Denied Benefits Under Your Employer’s Group Insurance Plan? You Must Appeal Before Filing Suit.
If you apply for insurance benefits through an employer sponsored plan, there are federal regulations which govern the claim process. Federal law applies because employer sponsored plans are covered under ERISA – the Employee Retirement Income Security Act. One of the most important ERISA regulations is 29 CFR Section 2560.503-1, the ERISA claim regulation. A key part of this regulation requires an employee whose claim is denied insurance benefits to file an appeal.
ERISA Applies to Employer Sponsored Insurance Plans, Including Disability Insurance, Health Insurance and Life Insurance
ERISA applies to any employee benefits offered by private employers (i.e. any employer other than a government entity or church). Originally conceived as a pension protection law, ERISA was expanded during the drafting process to cover nearly all employee benefit plans. Insurance plans are covered under a segment of the law that covers employee welfare plans.
ERISA Requires Appeals
One of the ERISA statutes requires covered benefit plans to provide administrative remedies (appeals) for persons whose claims for benefits have been denied. ERISA Section 503, 29 U.S.C. § 1133(7). ERISA also allows the U.S. Secretary of Labor to create regulations governing these administrative remedies, Section 505, 29 U.S.C. § 1135(8). The Department of Labor did, and the claim regulation is codified at 29 C.F.R. § 2560.503-1.
Why Were Claim Appeals Required Under ERISA?
The legislative history leading up to the final ERISA bill that was passed in 1974 shows that the requirement of administrative claim-resolution procedures was intended by Congress to do the following:
- help reduce the number of frivolous lawsuits under ERISA;
- to promote the consistent treatment of claims for benefits;
- to provide a non-adversarial method of claims settlement; and
- to minimize the costs of claims settlement for all concerned.
The idea was that by requiring plan participants a chance to challenge a claim denial and submit evidence in support of their claim, it would give administrators the chance to correct wrongs without litigation. It was also allow the employee and the administrator the chance to develop a file with all of the evidence that should apply to the claim.
The legal phrase for the claim and appeal process is “administrative remedies.” The concept of requiring an employee to file an appeal, is called “exhaustion of administrative remedies. An early ERISA court decision described requiring employees to appeal as follows:
It would certainly be anomalous if the same good reasons that presumably led Congress and the Secretary to require covered plans to provide administrative remedies for aggrieved claimants did not lead the courts to see that those remedies are regularly used. Moreover, the trustees of covered benefit plans are granted broad fiduciary rights and responsibilities under ERISA, sections 401 through 414, 29 U.S.C. §§ 1101-1114, and implementation of the exhaustion requirement will enhance their ability to expertly and efficiently manage their funds by preventing premature judicial intervention in their decision-making processes. The text of ERISA and the policies underlying that text, far from suggesting that Congress intended to abrogate the exhaustion requirement in the case of suits under ERISA or that sound policy would counsel its abrogation by the courts, suggest just the opposite.
Amato v Bernard, 618 F.2d 559 (9th Cir. 1980).
The Problem: ERISA Appeals Are Far From “Non-Adversarial”
Unfortunately, the 1974 vision of a collaboration between the employee and the plan administrator to find the truth often could not be further from the truth in today’s world of for profit insurance companies. ERISA was passed at a time when many employers self-funded their benefit plans. If plans were insured, it was usually by mutual insurance companies, owned by policyholders, not shareholders looking for a profit.
If you have a disability insurance, health insurance, or life insurance claim denied under your employer’s plan, the odds are that the insurance company that denied the claim will fight to uphold its denial. Think about it: you have to appeal back to the same company that just denied you. Why would one adjuster at the company say that another one was wrong? You have to provide overwhelming evidence to get the insurance company to reverse its decision.
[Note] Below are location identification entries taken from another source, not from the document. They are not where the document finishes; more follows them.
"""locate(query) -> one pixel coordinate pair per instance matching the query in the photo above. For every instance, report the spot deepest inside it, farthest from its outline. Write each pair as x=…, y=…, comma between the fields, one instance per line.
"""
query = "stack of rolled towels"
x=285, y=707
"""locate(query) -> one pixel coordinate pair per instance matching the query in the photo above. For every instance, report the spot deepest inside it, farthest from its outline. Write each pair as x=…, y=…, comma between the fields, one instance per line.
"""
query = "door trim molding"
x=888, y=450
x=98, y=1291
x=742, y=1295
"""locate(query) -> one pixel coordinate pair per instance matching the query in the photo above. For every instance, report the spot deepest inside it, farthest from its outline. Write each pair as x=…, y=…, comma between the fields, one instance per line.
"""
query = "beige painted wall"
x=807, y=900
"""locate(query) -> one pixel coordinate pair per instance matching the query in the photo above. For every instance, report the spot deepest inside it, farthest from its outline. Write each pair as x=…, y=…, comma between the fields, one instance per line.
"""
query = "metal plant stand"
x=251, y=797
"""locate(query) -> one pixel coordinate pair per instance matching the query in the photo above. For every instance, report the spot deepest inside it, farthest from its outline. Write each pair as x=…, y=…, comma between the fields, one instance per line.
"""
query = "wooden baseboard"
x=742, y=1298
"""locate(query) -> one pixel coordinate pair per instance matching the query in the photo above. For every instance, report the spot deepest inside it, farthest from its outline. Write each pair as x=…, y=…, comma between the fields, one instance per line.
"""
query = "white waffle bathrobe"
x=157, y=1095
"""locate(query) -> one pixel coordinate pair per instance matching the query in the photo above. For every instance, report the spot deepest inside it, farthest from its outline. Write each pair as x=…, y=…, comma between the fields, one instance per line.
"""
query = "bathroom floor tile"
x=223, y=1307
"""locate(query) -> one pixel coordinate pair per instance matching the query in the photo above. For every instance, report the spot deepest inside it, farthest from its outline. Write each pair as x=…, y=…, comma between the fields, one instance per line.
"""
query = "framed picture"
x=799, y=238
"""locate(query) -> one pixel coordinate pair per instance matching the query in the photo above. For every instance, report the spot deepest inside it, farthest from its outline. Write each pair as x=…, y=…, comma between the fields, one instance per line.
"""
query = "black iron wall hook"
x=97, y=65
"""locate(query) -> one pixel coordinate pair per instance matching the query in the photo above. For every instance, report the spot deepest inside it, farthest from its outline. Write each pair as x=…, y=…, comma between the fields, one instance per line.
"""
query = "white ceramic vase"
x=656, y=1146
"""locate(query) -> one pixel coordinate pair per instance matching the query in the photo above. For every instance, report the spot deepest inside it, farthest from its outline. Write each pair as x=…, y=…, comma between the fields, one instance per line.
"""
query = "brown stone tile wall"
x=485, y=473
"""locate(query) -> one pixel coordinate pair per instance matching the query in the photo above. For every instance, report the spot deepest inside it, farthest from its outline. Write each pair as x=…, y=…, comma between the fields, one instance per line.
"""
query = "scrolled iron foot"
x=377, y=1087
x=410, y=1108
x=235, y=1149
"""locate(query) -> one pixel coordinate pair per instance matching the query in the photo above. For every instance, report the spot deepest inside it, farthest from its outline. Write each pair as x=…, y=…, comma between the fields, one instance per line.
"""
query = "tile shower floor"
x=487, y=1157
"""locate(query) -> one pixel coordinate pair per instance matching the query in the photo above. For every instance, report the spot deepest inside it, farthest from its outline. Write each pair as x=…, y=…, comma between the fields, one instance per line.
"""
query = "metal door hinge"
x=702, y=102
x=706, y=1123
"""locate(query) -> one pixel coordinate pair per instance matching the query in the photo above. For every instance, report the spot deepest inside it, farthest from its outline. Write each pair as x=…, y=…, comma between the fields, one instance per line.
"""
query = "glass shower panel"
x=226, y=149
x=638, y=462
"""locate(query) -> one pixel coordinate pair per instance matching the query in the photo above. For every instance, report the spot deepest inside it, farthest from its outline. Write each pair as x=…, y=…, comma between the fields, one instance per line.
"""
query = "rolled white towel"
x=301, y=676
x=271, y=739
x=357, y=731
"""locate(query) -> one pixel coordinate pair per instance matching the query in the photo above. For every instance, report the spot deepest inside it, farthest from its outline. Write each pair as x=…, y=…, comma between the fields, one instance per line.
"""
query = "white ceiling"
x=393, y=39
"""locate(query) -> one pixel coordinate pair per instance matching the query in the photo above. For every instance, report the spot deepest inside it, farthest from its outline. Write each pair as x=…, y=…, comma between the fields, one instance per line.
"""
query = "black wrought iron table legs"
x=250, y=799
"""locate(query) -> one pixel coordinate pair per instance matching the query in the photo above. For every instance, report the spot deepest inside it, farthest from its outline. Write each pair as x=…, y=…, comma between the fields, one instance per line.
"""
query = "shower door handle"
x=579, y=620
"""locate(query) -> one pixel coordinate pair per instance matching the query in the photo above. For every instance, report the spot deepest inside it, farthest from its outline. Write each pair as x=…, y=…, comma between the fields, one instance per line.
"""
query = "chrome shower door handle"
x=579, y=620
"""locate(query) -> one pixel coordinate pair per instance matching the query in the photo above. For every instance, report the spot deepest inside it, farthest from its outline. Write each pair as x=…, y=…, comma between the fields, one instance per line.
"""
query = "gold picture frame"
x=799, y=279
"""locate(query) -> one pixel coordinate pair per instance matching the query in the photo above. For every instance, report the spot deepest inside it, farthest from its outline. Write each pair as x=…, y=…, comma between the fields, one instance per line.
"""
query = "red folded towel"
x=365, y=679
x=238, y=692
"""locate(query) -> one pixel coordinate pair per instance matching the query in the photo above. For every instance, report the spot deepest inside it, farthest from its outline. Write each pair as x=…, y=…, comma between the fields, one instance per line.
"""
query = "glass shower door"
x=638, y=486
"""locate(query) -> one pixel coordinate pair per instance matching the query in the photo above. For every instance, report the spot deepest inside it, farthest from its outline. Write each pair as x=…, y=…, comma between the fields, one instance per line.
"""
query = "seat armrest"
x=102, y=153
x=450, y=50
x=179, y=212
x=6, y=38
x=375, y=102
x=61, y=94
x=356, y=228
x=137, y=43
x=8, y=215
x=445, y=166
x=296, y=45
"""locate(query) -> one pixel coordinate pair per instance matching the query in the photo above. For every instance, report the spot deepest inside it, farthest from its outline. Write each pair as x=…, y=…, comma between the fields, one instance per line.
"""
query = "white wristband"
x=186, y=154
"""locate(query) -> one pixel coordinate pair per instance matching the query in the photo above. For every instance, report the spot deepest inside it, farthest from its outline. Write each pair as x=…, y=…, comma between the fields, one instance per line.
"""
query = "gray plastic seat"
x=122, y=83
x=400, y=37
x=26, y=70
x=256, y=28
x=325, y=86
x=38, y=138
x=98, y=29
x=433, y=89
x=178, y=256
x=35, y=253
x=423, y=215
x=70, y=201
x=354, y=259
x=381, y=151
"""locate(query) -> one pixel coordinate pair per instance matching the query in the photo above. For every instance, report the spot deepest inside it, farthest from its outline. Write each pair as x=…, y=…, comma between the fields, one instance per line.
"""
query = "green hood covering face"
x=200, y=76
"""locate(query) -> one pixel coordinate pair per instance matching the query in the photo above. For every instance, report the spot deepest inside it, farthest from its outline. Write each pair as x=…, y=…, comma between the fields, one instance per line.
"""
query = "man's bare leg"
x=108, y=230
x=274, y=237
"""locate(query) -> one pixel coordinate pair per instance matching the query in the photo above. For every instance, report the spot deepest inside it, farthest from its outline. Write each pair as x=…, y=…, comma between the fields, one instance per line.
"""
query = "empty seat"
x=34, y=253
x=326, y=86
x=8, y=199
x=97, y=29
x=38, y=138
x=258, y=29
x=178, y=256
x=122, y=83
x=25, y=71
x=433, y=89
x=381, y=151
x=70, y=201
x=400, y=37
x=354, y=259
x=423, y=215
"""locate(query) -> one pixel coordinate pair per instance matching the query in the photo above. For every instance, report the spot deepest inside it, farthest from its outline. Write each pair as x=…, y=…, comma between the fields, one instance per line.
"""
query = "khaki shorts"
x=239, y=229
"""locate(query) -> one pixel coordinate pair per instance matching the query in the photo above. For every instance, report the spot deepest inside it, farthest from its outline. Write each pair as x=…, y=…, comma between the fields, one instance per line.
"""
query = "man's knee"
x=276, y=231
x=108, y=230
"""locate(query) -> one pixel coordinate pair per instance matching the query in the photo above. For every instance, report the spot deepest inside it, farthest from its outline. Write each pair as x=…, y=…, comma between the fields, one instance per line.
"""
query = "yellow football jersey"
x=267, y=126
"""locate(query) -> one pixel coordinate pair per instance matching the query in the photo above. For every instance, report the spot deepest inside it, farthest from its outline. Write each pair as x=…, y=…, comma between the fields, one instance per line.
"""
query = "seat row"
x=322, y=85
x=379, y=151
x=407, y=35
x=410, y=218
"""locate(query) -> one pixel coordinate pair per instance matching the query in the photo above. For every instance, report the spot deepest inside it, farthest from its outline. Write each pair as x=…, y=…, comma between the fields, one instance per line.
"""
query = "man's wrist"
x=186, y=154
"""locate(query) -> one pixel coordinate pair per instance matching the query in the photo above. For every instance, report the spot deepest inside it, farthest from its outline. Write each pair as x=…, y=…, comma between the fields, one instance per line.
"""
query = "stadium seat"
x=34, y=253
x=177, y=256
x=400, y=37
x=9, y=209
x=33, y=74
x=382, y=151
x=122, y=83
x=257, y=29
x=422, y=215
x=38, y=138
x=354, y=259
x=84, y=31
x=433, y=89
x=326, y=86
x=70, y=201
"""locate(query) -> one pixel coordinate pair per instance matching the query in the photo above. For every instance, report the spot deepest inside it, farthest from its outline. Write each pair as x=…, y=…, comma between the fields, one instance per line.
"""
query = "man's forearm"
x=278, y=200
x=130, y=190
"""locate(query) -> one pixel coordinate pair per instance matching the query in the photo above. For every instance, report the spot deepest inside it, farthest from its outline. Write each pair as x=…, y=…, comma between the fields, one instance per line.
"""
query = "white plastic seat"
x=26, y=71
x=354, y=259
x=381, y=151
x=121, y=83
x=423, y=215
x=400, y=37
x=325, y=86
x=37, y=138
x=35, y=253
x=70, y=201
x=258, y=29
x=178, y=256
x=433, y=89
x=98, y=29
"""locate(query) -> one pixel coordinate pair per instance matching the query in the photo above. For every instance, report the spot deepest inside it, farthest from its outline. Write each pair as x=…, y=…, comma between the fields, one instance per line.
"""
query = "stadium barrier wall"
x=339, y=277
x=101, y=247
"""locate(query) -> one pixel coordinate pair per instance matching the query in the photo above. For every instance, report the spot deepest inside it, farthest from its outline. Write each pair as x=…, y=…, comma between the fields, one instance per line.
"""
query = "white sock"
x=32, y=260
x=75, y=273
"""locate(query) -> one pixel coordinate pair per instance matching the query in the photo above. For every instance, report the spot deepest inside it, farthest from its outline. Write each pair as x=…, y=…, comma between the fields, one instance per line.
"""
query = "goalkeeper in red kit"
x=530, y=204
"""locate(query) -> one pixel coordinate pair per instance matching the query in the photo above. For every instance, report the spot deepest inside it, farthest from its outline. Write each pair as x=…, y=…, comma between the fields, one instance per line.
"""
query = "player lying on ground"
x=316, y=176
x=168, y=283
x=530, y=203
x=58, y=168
All is not lost though. Reversals do happen, usually when an employee and their ERISA attorney put together good evidence to overcome the insurance company’s reason for denying the claim. Even if the claim is not reversed, it is the chance for the claimant and their ERISA lawyer to “build a record” to file an appeal in court.
Build a Record With All of the Evidence You Would Ever Need in Court
Building a record is the process of putting the evidence you would want a court to review. This is crucial in ERISA cases, because you do not get to add new evidence to support the claim if you have to file a lawsuit to get the ERISA plan administrator reversed. This includes documents like medical records, but it also includes expert reports from doctors, CPAs, vocational rehabilitation experts, and others that will never get to testify in court.
So your takeway is this: you have to appeal, and it is the last chance for you and your attorney to develop evidence to win your case. You will never be allowed to submit more evidence after the appeal, so hiring an experienced ERISA attorney is crucial, because you may miss your chance to win the case in court if you do not put a good appeal together.